Setting up our Apartment!

Walking into our apartment here in Napaskiak for the first time I was relieved to see that our boxes that we had been shipping over the summer had already been delivered from the post office; I had not been looking forward to carrying the 15 or so 60lb totes across the village and then up a flight of stairs. It had been hard enough getting them to the post office on the East Coast with the help of a hand truck and my car. Going through the inventory I had on my computer we saw that we were only missing a few things: The TV we shipped as an oversize item, a tube of posters for Nathan’s classroom, and our four food totes that were on their way from Anchorage.
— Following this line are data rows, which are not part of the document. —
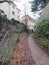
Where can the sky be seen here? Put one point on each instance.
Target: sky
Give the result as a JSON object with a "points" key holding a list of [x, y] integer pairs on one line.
{"points": [[25, 5]]}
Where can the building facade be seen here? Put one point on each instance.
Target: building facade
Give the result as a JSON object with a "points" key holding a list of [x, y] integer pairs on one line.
{"points": [[10, 9], [29, 21]]}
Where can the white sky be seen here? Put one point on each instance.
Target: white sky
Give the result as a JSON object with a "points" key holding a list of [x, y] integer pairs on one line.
{"points": [[26, 3]]}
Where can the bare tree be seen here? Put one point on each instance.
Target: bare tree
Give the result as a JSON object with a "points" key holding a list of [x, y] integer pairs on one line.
{"points": [[25, 14]]}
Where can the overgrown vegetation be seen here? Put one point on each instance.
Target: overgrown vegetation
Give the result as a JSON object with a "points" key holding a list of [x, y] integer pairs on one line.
{"points": [[42, 28]]}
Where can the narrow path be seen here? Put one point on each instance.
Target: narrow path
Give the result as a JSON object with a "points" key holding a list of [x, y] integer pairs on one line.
{"points": [[38, 55]]}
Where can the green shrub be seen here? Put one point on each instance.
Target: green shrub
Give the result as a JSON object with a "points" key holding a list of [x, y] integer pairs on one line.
{"points": [[42, 26], [45, 43]]}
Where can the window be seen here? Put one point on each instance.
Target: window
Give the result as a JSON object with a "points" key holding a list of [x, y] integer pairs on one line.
{"points": [[13, 13]]}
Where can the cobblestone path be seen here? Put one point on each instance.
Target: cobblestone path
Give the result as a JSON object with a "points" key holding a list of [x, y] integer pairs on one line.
{"points": [[38, 55]]}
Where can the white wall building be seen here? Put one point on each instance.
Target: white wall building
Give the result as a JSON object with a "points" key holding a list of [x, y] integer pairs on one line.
{"points": [[10, 9], [29, 21]]}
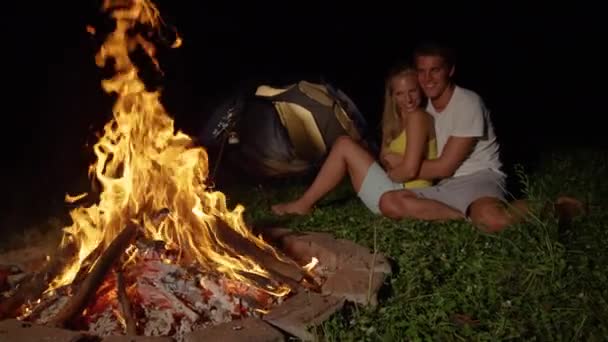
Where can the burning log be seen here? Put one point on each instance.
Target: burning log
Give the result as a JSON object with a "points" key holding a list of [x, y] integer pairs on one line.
{"points": [[78, 302], [125, 305], [34, 287]]}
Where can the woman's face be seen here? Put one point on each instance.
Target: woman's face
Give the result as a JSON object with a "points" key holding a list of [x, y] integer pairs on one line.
{"points": [[405, 92]]}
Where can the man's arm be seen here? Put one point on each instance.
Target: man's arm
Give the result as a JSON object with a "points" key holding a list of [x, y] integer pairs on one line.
{"points": [[456, 150]]}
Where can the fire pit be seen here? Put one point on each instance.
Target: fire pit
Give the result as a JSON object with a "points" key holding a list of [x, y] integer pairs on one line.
{"points": [[167, 303], [158, 254]]}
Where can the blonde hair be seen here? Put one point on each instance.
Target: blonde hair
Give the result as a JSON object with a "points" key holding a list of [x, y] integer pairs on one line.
{"points": [[391, 119]]}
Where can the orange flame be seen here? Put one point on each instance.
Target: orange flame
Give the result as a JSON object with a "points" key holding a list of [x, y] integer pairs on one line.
{"points": [[144, 166]]}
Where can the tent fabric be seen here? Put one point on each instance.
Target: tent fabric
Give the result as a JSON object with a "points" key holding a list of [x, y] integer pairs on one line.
{"points": [[284, 130]]}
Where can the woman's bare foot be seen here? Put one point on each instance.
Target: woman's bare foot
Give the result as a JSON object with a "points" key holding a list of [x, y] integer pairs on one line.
{"points": [[294, 207]]}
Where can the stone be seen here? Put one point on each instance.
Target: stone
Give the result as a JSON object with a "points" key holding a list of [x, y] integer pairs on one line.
{"points": [[305, 310], [16, 330], [248, 329], [354, 286]]}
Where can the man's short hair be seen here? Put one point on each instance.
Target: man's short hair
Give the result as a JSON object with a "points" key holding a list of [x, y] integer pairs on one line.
{"points": [[433, 48]]}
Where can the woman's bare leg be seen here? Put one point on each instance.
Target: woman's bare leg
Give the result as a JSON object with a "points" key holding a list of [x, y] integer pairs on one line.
{"points": [[346, 156]]}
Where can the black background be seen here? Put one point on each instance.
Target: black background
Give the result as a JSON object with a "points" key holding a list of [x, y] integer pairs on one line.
{"points": [[541, 69]]}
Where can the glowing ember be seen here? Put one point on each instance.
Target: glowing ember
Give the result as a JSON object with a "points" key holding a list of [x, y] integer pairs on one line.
{"points": [[145, 167]]}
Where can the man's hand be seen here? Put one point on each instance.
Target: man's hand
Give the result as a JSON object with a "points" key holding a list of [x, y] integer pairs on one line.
{"points": [[456, 150]]}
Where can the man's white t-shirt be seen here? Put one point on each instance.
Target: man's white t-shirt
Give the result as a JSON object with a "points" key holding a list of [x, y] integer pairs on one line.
{"points": [[467, 116]]}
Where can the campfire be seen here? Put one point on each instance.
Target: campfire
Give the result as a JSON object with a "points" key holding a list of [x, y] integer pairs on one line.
{"points": [[158, 253]]}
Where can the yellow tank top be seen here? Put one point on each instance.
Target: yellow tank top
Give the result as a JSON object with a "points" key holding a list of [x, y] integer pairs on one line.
{"points": [[398, 146]]}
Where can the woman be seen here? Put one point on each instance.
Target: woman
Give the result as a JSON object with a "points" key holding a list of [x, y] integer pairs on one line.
{"points": [[408, 138]]}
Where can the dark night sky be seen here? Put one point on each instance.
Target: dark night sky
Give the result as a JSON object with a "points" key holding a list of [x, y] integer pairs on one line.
{"points": [[536, 68]]}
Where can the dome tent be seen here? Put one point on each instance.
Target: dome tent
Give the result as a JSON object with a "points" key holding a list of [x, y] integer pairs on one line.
{"points": [[281, 131]]}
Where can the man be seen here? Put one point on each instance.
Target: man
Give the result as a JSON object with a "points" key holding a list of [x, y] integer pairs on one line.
{"points": [[471, 183]]}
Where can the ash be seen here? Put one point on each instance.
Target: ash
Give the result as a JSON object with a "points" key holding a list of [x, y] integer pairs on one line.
{"points": [[166, 299]]}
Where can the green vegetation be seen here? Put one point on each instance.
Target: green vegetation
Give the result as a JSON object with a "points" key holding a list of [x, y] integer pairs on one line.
{"points": [[537, 280]]}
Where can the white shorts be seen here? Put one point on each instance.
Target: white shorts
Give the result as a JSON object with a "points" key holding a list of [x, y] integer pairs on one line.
{"points": [[460, 192], [376, 183]]}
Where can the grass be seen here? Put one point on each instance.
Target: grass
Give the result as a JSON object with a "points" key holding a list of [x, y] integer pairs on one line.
{"points": [[451, 282]]}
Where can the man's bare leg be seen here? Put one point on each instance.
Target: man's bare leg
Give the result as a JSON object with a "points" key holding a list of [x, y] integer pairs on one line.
{"points": [[346, 156], [399, 204]]}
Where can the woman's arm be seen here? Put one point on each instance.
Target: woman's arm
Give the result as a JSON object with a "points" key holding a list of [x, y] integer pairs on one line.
{"points": [[417, 134]]}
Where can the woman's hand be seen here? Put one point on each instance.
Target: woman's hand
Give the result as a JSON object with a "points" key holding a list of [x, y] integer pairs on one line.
{"points": [[392, 160]]}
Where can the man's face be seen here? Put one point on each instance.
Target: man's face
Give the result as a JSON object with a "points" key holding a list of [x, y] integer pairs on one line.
{"points": [[433, 75]]}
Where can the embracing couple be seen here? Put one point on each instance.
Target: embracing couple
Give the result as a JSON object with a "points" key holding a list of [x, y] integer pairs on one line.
{"points": [[436, 163]]}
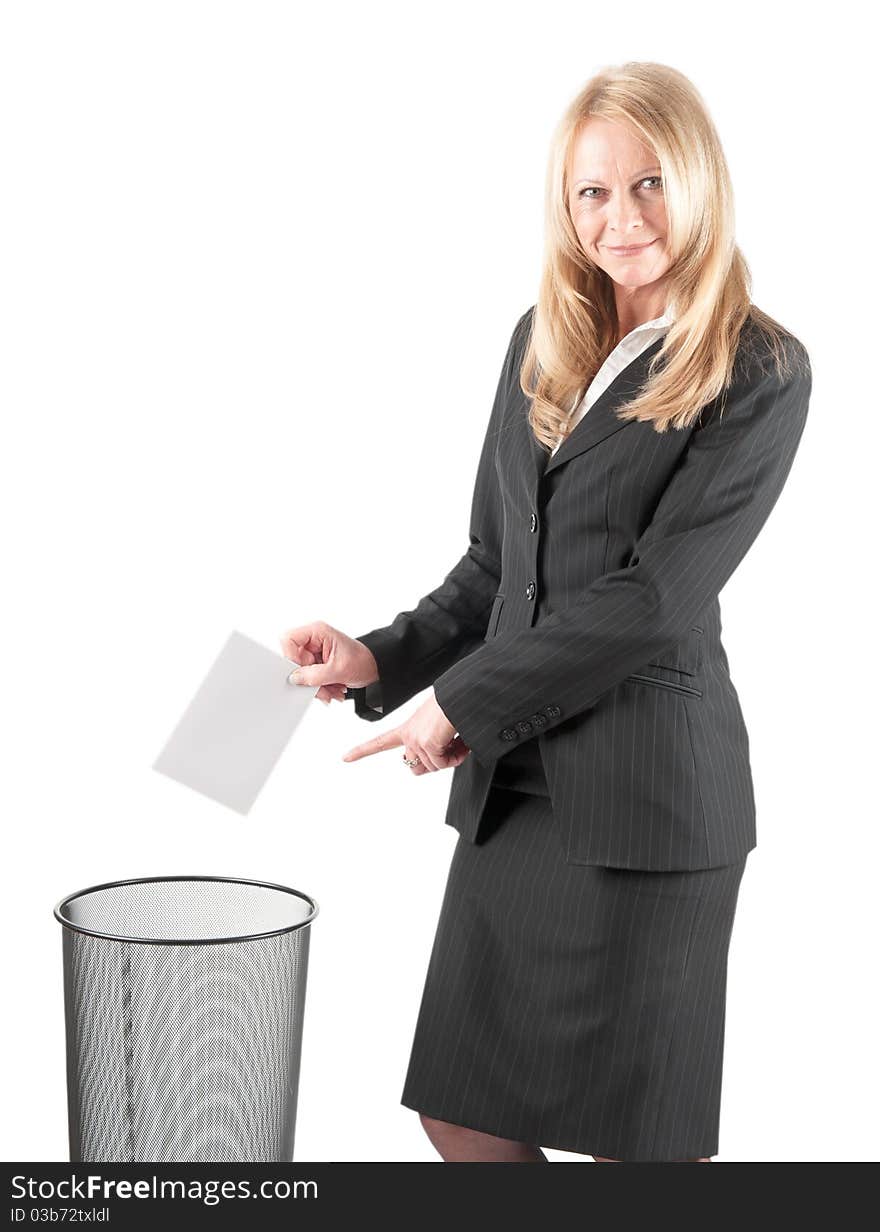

The arrival date that printed on the receipt for the food totes was Wednesday the 8th (the same day we were to arrive there in Napaskiak) but everything out here is subject to weather and other factors so dates are flexible and only estimates. Fortunately our flat rate boxes with all of our canned goods were sitting in our kitchen and we had our fresh groceries from Bethel, so we were far from starving, but rather lacking the staples like flour, sugar, powdered eggs and shelf stabilized milk that we had purchased in bulk back in Anchorage.

After talking a bit with some of the other teachers who had already moved in before new teacher orientation in Bethel, we returned to our apartment and I began to immediately take things out of the totes as Nathan went around with my Leatherman multitool breaking all but one of my color coded zip ties on each tote. That way I could still identify them on my master shipping list, but get into them as well.

In the first day after arriving I got most of our items put away, and it started to feel like home. I had packed a lot of pictures and decorative items that I felt would make our new apartment feel more personal. That fact outweighed the cost of shipping what some may have considered superfluous items. I wanted to create a home that we would want to live in for multiple years.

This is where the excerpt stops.